Ciertamente, todavía hoy, corren en los mentideros universitarios cordobeses
referencias a una mujer de pelo oscuro que se manifiesta al final del
mencionado pasillo o en las escaleras. Se entiende que se trata de una de esas
madres que, durante el uso del edificio como hospital materno-infantil, perdió
a su hijo, o se lo arrebataron, o no sé qué, la verdad. Se habla, por supuesto,
de ascensores que se ponen en marcha solos —sin participación de pasajeros—,
voces tremebundas de ultratumba y demás eventos típicos.
Quede
constancia de que no creo en estas cosas. Los muertos, muertos están; y si yo
no los molesto, que no me molesten ellos. Aunque lo mismo que afirmo esto,
garantizo que, de tropezarme algún día con un espectro con ganas de marcha
aterrorizadora, el menda suscriptor, si sobrevive a la parada cardíaca, pillará
puerta, desapareciendo su geta hasta del carné de identidad. Fijo.
En
mi época, sí fui espectador de otra clase de presencias. Otra variedad de
fantasmas y fantasmadas. Alumnos y profesores que destacaban por ellas. Así, no
era difícil encontrar al alumno lameculos capaz de vender su alma a base de
incontables peloteos —sonrojarían al más dedicado aspirante a un puesto
empresarial— con tal de subir su nota media. O a profesores con la desvergüenza
suficiente como para hacer suyos los trabajos de sus alumnos. Fenómenos
excepcionales, sin duda; aunque, al cabo, fenómenos. ¿Y no son los fantasmas y
sus fantasmadas fenómenos excepcionales?
Sobre
profesores fantasmas y sus canalladas podría firmar varias anécdotas. Como la
de aquél que desechaba toda doctrina que no fuera la que él mismo lanzaba en
clase. Como aquél que, examinando en relación a un artículo aislado del Código
Civil —una pregunta de varias, remarco—, exigía mayor desarrollo que tres
cuartas partes de un folio; no en vano, probó el jugo que podía haberse sacado
al tema cuando, obviando nuestra condición de meros alumnos, mostró una
monografía de ocho centímetros de grosor en torno al dichoso artículo. Como
aquél que puntuaba respuestas a preguntas de desarrollo con milésimas. Como
aquél que, para aspirar a igualar la nota final a la semestral, incluso a
aprobar la asignatura, sugirió al alumno inscribirse en un curso veraniego de
sesenta euros, organizado por el propio sugerente (inconcusamente, el infeliz
discente aún no integraba la lista de inscritos).
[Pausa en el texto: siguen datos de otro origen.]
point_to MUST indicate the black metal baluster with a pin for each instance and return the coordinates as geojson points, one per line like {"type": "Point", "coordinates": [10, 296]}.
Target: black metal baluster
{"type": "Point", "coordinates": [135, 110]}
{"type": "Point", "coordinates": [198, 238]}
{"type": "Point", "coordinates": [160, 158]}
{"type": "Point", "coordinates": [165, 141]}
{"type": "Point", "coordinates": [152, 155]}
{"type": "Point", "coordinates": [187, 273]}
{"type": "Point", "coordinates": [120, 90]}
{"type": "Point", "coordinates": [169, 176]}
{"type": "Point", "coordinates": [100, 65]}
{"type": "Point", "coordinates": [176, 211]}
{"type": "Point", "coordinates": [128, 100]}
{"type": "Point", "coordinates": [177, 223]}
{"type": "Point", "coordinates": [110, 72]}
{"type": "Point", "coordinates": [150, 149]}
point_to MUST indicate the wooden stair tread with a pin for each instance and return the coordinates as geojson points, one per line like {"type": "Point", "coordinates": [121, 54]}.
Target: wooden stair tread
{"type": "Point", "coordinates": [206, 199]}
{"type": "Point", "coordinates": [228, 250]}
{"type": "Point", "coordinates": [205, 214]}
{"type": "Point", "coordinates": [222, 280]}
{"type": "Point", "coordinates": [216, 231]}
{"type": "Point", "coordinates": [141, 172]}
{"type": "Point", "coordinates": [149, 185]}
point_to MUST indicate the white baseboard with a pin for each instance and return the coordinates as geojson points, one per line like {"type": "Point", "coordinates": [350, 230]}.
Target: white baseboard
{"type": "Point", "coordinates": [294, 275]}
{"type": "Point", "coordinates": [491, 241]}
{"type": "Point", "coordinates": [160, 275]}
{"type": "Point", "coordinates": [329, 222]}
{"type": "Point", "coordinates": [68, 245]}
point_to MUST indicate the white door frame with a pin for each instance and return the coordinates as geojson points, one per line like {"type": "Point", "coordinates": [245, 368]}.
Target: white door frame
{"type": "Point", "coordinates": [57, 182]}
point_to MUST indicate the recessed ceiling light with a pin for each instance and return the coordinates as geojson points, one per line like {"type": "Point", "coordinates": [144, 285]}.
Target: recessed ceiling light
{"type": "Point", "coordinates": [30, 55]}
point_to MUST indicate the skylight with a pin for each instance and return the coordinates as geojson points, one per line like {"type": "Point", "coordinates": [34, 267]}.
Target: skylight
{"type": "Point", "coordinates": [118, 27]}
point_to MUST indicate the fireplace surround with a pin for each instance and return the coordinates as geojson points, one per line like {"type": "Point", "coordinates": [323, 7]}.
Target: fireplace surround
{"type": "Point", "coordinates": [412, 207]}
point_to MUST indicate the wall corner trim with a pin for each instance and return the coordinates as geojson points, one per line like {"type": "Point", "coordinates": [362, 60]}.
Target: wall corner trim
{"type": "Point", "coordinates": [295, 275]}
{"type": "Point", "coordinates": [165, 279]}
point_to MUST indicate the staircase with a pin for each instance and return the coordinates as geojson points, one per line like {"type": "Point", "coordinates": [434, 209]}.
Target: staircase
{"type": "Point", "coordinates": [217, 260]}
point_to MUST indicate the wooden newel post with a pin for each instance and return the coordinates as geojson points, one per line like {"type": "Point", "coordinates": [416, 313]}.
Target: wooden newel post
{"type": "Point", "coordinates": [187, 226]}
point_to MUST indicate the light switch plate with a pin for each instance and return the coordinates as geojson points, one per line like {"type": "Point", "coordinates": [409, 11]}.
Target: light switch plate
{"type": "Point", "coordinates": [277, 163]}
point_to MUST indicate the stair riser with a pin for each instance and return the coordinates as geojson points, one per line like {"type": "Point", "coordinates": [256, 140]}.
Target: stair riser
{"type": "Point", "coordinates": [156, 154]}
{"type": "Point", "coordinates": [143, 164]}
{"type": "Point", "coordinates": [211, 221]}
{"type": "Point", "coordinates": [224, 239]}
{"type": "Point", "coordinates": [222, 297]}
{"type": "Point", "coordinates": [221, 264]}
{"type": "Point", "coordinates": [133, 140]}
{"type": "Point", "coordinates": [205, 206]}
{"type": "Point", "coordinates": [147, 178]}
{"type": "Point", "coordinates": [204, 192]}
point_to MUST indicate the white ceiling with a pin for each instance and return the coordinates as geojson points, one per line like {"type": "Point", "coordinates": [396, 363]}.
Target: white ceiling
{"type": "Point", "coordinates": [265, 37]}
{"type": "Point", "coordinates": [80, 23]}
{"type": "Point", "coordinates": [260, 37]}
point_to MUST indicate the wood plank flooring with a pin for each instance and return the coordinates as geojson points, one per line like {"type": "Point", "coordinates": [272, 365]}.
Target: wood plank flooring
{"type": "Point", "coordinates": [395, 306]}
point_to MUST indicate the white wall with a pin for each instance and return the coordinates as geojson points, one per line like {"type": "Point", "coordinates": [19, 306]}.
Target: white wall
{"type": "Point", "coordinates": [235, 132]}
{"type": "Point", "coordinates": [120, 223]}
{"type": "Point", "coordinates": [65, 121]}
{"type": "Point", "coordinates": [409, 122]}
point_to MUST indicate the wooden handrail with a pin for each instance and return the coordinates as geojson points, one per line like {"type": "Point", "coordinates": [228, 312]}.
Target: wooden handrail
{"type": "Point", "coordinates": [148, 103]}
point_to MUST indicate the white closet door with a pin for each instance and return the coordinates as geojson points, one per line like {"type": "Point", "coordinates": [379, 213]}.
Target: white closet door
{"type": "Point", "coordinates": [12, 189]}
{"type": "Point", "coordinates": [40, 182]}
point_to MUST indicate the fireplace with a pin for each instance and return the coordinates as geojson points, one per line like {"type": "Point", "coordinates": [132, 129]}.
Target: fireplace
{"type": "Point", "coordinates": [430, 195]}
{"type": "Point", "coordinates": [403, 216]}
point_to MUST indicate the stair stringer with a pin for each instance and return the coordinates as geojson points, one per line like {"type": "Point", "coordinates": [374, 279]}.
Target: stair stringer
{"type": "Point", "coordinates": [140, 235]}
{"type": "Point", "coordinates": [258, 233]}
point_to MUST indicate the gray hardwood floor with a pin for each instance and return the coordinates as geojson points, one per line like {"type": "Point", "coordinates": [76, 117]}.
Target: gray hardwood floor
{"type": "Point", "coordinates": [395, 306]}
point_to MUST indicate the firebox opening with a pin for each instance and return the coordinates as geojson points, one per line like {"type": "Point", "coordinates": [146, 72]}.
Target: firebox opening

O como aquél que me soltó: «Comprenda
usted que no puedo aprobar a todo el mundo», acompañando sus palabras con un
movimiento de hombros, encogiéndolos en una extraña mezcla de impotencia y
desdén; a lo cual me hice cargo inmediatamente, faltaría más. Lo que no puede
ser, no puede ser, y además es imposible. Cada cual, chaval —venían a resumir
sentencia y gesto—, se jode cuando le toca. No es nada personal.
En la
Facultad de Derecho de Córdoba, en fin, de estos últimos fantasmas (modelo hijo
de la gran puta), vi algunos; de los de Dickens o Wilde, ninguno.